The local governments of Israel (רשות מקומית; also known as local authorities), are the set of bodies charged with providing services such as urban planning, zoning, and the provision of drinking water and emergency services, as well as education and culture, as per guidelines of the Interior Ministry for communities of all sizes in the country. Almost all local governments take one of three forms: city councils, which governs a large municipality, local councils, which governs a small municipality, and regional councils, which governs a group of communities, often but not necessarily of a rural nature.

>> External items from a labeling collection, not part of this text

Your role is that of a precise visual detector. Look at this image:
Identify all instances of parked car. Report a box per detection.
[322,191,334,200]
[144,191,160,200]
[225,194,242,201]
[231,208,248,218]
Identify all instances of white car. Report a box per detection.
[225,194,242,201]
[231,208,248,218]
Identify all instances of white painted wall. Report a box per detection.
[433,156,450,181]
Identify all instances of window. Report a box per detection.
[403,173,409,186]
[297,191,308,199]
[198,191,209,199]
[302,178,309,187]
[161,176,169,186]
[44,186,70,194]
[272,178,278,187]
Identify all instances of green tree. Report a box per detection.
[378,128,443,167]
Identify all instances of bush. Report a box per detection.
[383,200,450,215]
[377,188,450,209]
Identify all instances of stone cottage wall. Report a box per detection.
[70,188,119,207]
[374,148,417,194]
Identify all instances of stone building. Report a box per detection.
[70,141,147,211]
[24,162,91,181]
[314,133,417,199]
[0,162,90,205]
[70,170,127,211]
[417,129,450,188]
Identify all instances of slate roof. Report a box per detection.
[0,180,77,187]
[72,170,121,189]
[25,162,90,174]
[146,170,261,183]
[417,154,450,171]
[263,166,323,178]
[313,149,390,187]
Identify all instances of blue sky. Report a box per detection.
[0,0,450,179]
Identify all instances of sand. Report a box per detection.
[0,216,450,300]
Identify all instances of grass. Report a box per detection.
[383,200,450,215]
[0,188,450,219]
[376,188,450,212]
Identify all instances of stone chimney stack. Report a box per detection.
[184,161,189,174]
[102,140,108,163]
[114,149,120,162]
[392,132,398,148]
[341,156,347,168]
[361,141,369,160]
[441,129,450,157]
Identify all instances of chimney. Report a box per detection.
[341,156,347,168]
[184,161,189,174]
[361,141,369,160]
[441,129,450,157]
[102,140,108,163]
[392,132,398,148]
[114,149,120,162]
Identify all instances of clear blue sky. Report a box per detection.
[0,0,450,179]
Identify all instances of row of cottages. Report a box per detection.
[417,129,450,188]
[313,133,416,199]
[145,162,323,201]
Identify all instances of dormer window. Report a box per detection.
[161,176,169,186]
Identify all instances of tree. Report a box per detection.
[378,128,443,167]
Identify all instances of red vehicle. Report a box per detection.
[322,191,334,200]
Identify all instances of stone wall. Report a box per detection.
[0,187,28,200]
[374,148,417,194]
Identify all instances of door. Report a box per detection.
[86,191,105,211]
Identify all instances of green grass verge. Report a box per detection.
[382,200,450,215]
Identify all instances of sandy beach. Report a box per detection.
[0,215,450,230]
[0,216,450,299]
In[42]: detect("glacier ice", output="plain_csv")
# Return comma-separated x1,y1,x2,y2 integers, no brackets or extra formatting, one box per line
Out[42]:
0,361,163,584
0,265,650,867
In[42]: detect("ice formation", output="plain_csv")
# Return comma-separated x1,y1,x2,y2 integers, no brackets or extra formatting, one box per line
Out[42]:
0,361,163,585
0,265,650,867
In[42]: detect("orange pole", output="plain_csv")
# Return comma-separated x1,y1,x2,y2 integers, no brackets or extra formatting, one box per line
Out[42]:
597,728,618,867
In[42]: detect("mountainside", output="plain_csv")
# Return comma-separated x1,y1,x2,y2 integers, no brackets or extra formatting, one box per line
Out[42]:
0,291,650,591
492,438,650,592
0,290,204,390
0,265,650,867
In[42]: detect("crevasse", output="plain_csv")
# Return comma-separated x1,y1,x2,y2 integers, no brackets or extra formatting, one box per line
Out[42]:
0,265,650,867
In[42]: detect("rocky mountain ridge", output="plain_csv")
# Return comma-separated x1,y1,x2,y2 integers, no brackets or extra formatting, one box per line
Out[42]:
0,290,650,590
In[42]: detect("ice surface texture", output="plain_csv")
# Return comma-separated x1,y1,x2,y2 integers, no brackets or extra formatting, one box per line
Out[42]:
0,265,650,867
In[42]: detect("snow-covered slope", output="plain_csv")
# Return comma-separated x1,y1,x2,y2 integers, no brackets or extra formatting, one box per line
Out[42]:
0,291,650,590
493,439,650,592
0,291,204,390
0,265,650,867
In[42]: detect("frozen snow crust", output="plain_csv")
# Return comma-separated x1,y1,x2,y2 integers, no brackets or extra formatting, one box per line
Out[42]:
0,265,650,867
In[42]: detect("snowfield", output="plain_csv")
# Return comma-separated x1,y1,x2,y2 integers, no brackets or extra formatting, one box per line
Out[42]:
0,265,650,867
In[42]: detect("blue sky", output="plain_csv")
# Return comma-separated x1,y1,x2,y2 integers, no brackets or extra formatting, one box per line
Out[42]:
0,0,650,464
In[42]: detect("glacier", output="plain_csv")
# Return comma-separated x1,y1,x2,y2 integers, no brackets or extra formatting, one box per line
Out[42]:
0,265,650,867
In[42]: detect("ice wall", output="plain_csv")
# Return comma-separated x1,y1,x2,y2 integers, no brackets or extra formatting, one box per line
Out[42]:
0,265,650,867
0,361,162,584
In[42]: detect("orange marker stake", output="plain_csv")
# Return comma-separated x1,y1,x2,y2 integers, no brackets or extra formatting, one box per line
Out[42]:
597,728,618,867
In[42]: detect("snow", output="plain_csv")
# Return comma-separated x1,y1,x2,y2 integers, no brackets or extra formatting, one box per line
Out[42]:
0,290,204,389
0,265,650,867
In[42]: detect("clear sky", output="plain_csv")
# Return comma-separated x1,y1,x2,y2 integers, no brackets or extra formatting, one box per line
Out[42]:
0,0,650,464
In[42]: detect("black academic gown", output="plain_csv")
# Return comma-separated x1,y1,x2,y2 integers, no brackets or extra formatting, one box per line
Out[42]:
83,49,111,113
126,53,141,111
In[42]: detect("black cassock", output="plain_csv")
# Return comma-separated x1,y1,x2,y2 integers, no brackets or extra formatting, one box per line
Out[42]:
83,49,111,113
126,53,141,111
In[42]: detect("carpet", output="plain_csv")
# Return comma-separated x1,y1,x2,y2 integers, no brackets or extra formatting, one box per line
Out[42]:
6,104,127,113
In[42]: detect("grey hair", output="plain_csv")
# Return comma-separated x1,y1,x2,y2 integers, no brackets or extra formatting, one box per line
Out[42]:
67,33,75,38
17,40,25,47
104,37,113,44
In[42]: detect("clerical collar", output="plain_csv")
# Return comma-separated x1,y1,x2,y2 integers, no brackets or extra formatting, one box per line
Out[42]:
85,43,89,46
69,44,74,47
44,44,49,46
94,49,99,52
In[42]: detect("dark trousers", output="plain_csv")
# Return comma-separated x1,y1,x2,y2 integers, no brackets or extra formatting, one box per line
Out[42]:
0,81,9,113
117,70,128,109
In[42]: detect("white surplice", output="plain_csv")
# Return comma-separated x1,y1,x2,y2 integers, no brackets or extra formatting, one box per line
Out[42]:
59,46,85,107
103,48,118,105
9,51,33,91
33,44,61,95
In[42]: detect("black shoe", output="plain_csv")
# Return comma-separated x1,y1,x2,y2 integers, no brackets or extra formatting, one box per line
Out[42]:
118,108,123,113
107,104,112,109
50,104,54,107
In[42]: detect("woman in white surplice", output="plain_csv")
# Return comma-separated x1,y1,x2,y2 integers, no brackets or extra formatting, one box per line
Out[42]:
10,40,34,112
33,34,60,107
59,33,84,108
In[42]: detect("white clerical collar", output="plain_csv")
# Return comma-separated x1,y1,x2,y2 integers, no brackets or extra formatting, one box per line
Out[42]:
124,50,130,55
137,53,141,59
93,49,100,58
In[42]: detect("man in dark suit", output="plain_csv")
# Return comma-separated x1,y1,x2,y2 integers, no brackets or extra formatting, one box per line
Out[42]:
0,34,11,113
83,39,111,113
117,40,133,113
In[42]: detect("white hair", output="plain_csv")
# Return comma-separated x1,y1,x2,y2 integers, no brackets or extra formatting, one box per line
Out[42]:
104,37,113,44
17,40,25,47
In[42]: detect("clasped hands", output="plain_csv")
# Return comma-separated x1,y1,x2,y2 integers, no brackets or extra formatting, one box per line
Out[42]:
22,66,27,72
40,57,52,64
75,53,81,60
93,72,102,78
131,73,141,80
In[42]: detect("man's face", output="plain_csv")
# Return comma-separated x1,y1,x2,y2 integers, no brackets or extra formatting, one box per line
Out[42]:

All Israeli local governments are operated under a strong Mayor–council system. They appoint a head, or mayor, who is selected through a process of democratic elections along with their fellow council members. If a council's operation is impeded by a severe financial crisis, the Interior Minister may dissolve it, fire the council head, and appoint a special commission to operate the council until normalisation. Councils may enact bylaws for improvement of the residents' quality of life, and in addition to the levy of direct taxes, are allocated funds from the national government via the Interior Ministry. City and local councils are united in the framework of the "Centre for Local Government in Israel", founded in 1938, while regional councils are organised in a separate body.

==Roles==

Local authorities are responsible for providing citizens, firms, and institutions within its jurisdiction with a number of services:
- Physical infrastructure
  - Road system within settlements (intercommunal roads are handled by Netivei Israel)
  - Water supply
  - Refuse collection and disposal
  - Sewage systems
  - Parks
- Environmental protection
  - Public health
  - Nuisances
  - Cleanliness
- Education (joint responsibility with Ministry of Education)
  - Education
    - Construction of schools
    - Provision of equipment
    - Maintenance
- Culture & Sports (financial support and promotion)
  - Libraries
  - Museums
  - Youth clubs
  - Orchestras
  - Theaters
  - Sport facilities
- Social welfare
  - Families in need,
  - Special groups such as the elderly, disabled children, drug addicts

===Other abilities and responsibilities===

Local councils in particular have an important role in ensuring the principles put forward in the Planning and Building Law, 5725-1965, are adhered to. The district planning commission is a joint state-local authority which approves detailed local plans and acts as a forum for handling appeals of decisions. The local council is also authorized to issue by-laws in every area in which it has jurisdiction and has the power to enforce these laws as well as the laws and regulations applicable to its functions. Furthermore local authorities are allowed to levy local taxes and collect various payments for services and concessions. They prepare their own budgets, although these then must be approved by the Ministry of the Interior.